TODO @Alexey: r1198 utilit.cpp StartsWith()
why use rfind() here ?
rfind() finds the last occurrence (i.e. searches right-to-left), so
string s("foobarfoo");
int rfound = s.rfind("foo"); //-- rfound=6
int found = s.find("foo"); //-- found=0
assert(StartsWith(s,"foo")); //-- fails!
wouldn't it be better (and more intutively match c++20 std::string::starts_with() semantics) to use compare() or find()?

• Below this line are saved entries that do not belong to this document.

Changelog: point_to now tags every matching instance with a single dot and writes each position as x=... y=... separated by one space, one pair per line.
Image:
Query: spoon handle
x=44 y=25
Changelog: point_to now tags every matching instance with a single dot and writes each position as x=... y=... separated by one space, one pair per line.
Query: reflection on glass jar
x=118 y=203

//body.find(prefix) == 0; //-- correct but inefficient for long body strings
body.compare(0, prefix.size(), prefix) == 0; //-- correct and reasonably efficient
please change to use compare() unless there's some important reason to use rfind() that I'm not seeing; if there is, please change the name of the method to something other than "StartsWith()", because that's misleading.

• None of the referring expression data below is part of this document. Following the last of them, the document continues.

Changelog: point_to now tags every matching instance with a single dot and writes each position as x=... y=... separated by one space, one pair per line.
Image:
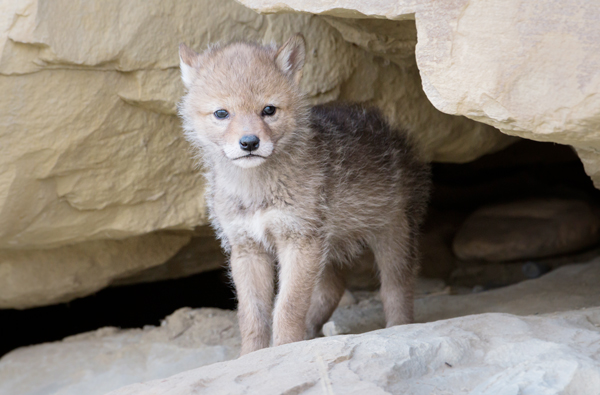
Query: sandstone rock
x=567 y=288
x=91 y=147
x=530 y=71
x=41 y=277
x=103 y=156
x=201 y=254
x=527 y=229
x=483 y=354
x=97 y=362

Bryan, have you really tried ?
string s("foobarfoo");
assert(StartsWith(s,"foo")); //-- fails!
Because it does not fail on my gcc. Please, tell me the version of your gcc
Please note that I use rfind(s, 0) (two arguments).
indeed you are correct , and I was wrong: the assert() succeeds. my error: I had been overlooking (or misinterpreting) the 2nd argument. Sorry!